Il y a des groupes que l’on adopte pour longtemps. Pour ma part, Weedpecker fait partie de ceux-là depuis III en 2018. Je n’ai malheureusement jamais chroniqué cet album, et je le regrette car c’est un album qui a tourné et continue de tourner énormément chez moi, c’est un de mes albums de Stoner/Rock Psyché préférés.
Le Stoner/Doom était déjà un terrain balisé quand ce III est sorti, mais les Polonais proposaient une version plus psychédélique, plus expansive. III a tout simplement été une claque. Le suivant, IV: The Stream of Forgotten Thoughts, malgré ses qualités, m’avait laissé un peu plus distant. Trop lisse par moments, moins incisif dans l’écriture.
En février 2026, le groupe revient avec son cinquième album, sobrement intitulé V. Titre minimaliste, mais contenu ambitieux.
Dès l’“Intro”, le ton est donné : une pièce synthétique, presque intense par instants, qui met en avant une production d’un tout autre niveau. Là où IV pouvait sembler contraint (changements de line-up, période COVID), V sonne massif, ample, détaillé. L’apport des nouveaux membres issus notamment de 3 autres groupes polonais dans le genre, Dopelord, BelzebonG et Major Kong se ressent immédiatement : tout est plus large, plus incarné.
“Fading Whispers” ouvre réellement l’album avec un riff posant une ambiance aérienne et psychédélique, limpide et ensoleillée. Les premières minutes installent une douceur hypnotique avant que le groupe ne déploie toute sa dimension progressive. Ce qui frappe, c’est la richesse des arrangements : après l’explosion heavy, des touches presque acoustiques percent le mix et ramènent progressivement le morceau vers des hauteurs plus mélodiques. Onze minutes construites avec un sens remarquable de la dynamique.
“Ash” est probablement le moment le plus immédiat du disque. Intro brumeuse, atmosphère introspective, puis surgissement d’un motif central irrésistible.
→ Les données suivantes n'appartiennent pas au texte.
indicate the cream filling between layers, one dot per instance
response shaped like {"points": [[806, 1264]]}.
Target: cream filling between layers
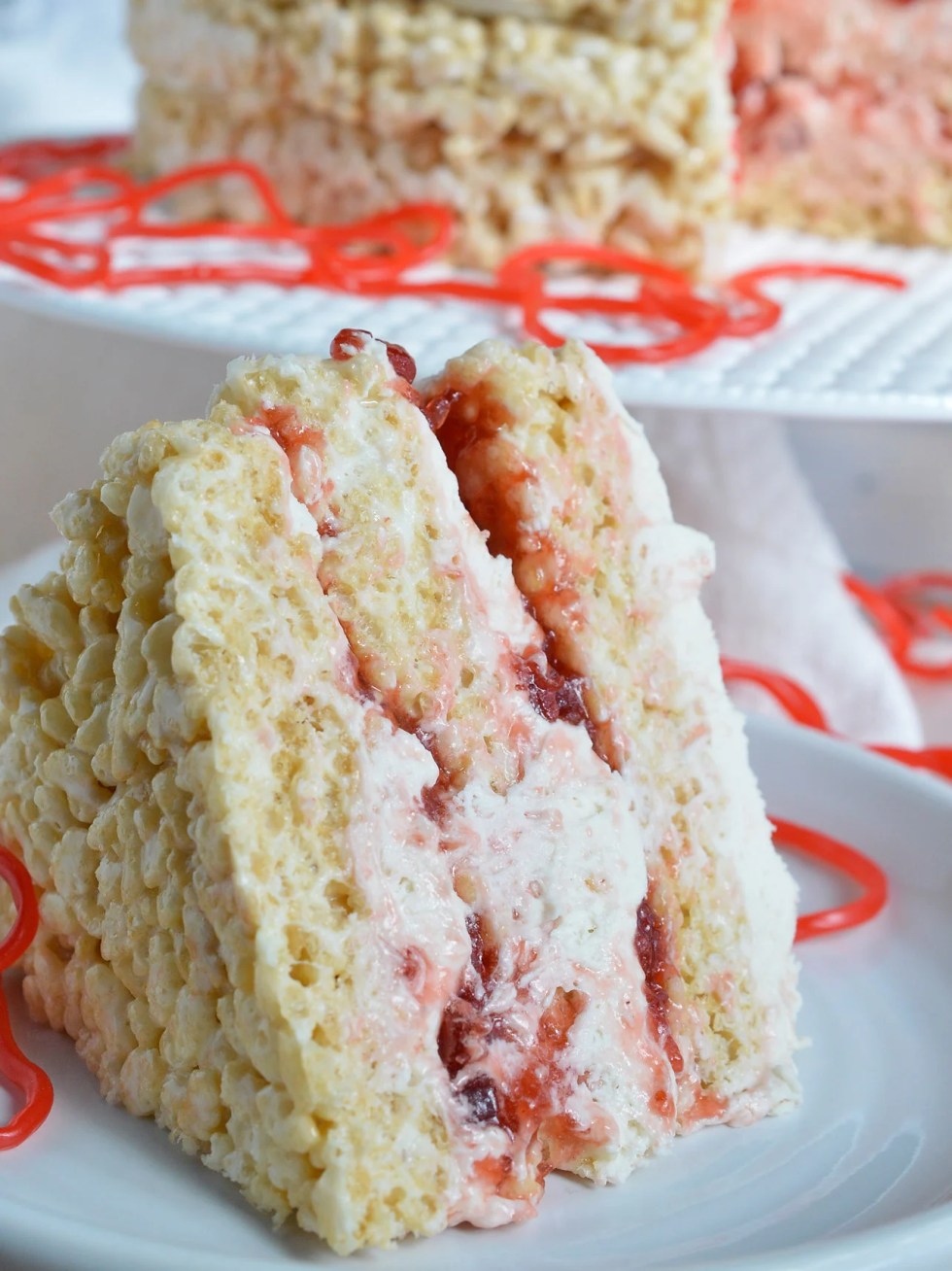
{"points": [[553, 865]]}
Les guitares ont ce grain épais, punchy, presque saturé à l’excès, évoquant par moments Boss Keloid, avant que d’immenses fills de batterie ne transforment le morceau en épopée prog, nappée de voix shoegaze et de synthés psychédéliques. Le climax dépasse tout ce que le groupe avait proposé sur IV et rivalise sans peine avec les grandes fresques modernes du heavy psych.
Le morceau suivant agit comme une respiration ambient bienvenue : acoustiques délicates, couches de synthés progressifs ondoyants, ambiance suspendue. Une manière intelligente de relâcher la tension avant “Mirrors”, qui replonge dans un heavy prog plus marqué. Les signatures rythmiques s’y bousculent, les guitares doom se frottent à des lignes plus progressives, et le final surprend par des envolées presque rock’n’roll dans l’esprit, surgissant de nulle part. C’est sans doute le titre le plus “accrocheur” pour un public élargi.
Enfin, “The Last Summer of Youth” conclut l’album sur une note majestueuse. Départ brumeux, voix planantes, puis montée progressive vers un final épique. Le solo qui traverse le morceau est particulièrement inspiré : lumineux, presque solaire, porté par un mixage qui laisse respirer chaque escalade dynamique. Une clôture parfaitement calibrée.
Ce qui distingue vraiment V, au-delà des influences évidentes, Elder en particulier, c’est la maîtrise des ambiances et des variations. On se perd dans les passages ambient, comme en contraste dans les sections heavy propres, larges, presque cinématographiques . Le groupe ne renie rien de son identité passée — “Fading Whispers” rappelle même certains accents psyché de II — mais l’ensemble est présenté avec une maturité et une cohérence supérieures.
V ne cherche pas à reproduire l’effet de surprise de III. Il synthétise. Il consolide. Il élargit. Et surtout, il rappelle qu’au sein d’un genre parfois figé, il est encore possible de proposer un heavy psych vivant, nuancé, et sincèrement inspiré. Un album abouti. Probablement le plus complet de leur discographie à ce jour.